Руссофобка и фунгофил (Зиник) - страница 100

"Я был жильцом той вечности, которую советский народ собственными руками построил, — продолжал Константин. -Во имя всеобщей справедливости. И я эту справедливость принимаю. Мне в ней было уютно. С самого детства было уютно. У нас в коммуналке был такой чулан в стене, туда всякое барахло складывали, откроешь — и оттуда запах нафталина, старой кожи, чемоданов, шуб, человеческого тряпья, все кухонные запахи впитавшего, человеческого бытия запах, но уже потусторонний, не здешний. Мы всегда туда запирались, когда в прятки играли. Закрываешь дверь и нет тебя на свете, ты в другом, потустороннем мире, в раю. И все чаще мне на ум этот чулан приходит, когда Тонечкин рай вспоминаю. Каким был я кретином! Нечего было с басурманками связываться и трактаты писать, а надо было просто ловить кайф от незримого присутствия в этом чулане без Бога и без царя. Плевать было на окружающую действительность: демократия там за окном или диктатура? И о государственных границах не надо было думать, не было их, потому что за ними ничего не было: заграницы не было — не было и границ".

"Вы мне нравитесь, Константин, — с пьяной проникновенностью заговорил Антони. — Вы мне нравитесь! Давайте наплюем на разницу между диктатурой и демократией. Давайте сольемся в едином братстве, в единой семье, в коммуне, понимаете?"

"Где?" — икнув, неожиданно жестко переспросил Костя.

"Везде! — взмахнул руками Антони, чуть не упав со стула. — В коммуне не географической, а ментальной, спиритуальной, вне государственных границ, в неком внеисторическом времени, в раю, отвергнутом, как вы сказали, рационалистическим хомосапиенсом!"

"И где этот рай — у Жан Жака Руссо в яйцах, что ли? В женской утробе — эдакой, размером на весь мир? Ты, Антон, меня в космополиты не записывай: мой рай советский, за железным занавесом — для соблюдения девственности, и ни на какую другую утробу я его менять не собираюсь".
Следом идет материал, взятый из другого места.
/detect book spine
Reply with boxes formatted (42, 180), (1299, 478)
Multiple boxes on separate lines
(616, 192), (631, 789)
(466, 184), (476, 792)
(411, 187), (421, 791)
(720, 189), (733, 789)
"Тянет обратно?" — не отставал от него Антони.

"Куда?"

"На родину".

"В утробу, что ли? Поздно. Этим мы в детстве занимались. И знаешь как? — Константин придвинулся вплотную к Антони. — С моим приятелем мы, подростками, запирались в чулан, снимали трусы и показывали друг другу, как у кого стоит. Но вот что с нашими вставшими членами делать — не знали. Мы считали, что стоящий член — само по себе мужское достоинство. Трогаешь его, щекотно, но и странное чувство гордости в животе нарастает. То есть, сначала испугались: думали, непонятное заболевание. Но второгодник с соседнего двора сказал, что так и надо: если стоит — значит мужчина. А что с этим делать — не сказал. Сказал только, что у него длиннее, чем у нас. Так мы и жили в полном невежестве, пока все во дворе не узнали, что дети рождаются из пуза при посредстве стоящей торчком пиписьки. А как — опять же никто не знал. Помню, целые дни проводили с приятелем на лавочке, наблюдая проходящих теток и обдумывали: у кого из них приятнее в животе очутиться? В этом и состояло все половое возбуждение: дрочить друг у друга, воображая себя в женском пузе, там уютно, свернешься калачиком, на мир через пупок глядишь. А потом приятель предложил в рот брать: чтобы, мол, до конца себя там внутри почувствовать. Брать-то в рот еще, можно сказать, нечего было: хоть и стоял, как штык, но размером с мизинец. Даже залуплять тогда не догадывались. Берешь в рот и сосешь, и в утробе себя ощущаешь. В рот весь целиком входил. Так вот, скажи мне, Антоша, зачем надо было в рот брать, чтобы в утробе этой себя воображать?" — с притворной наивностью спрашивал Константин.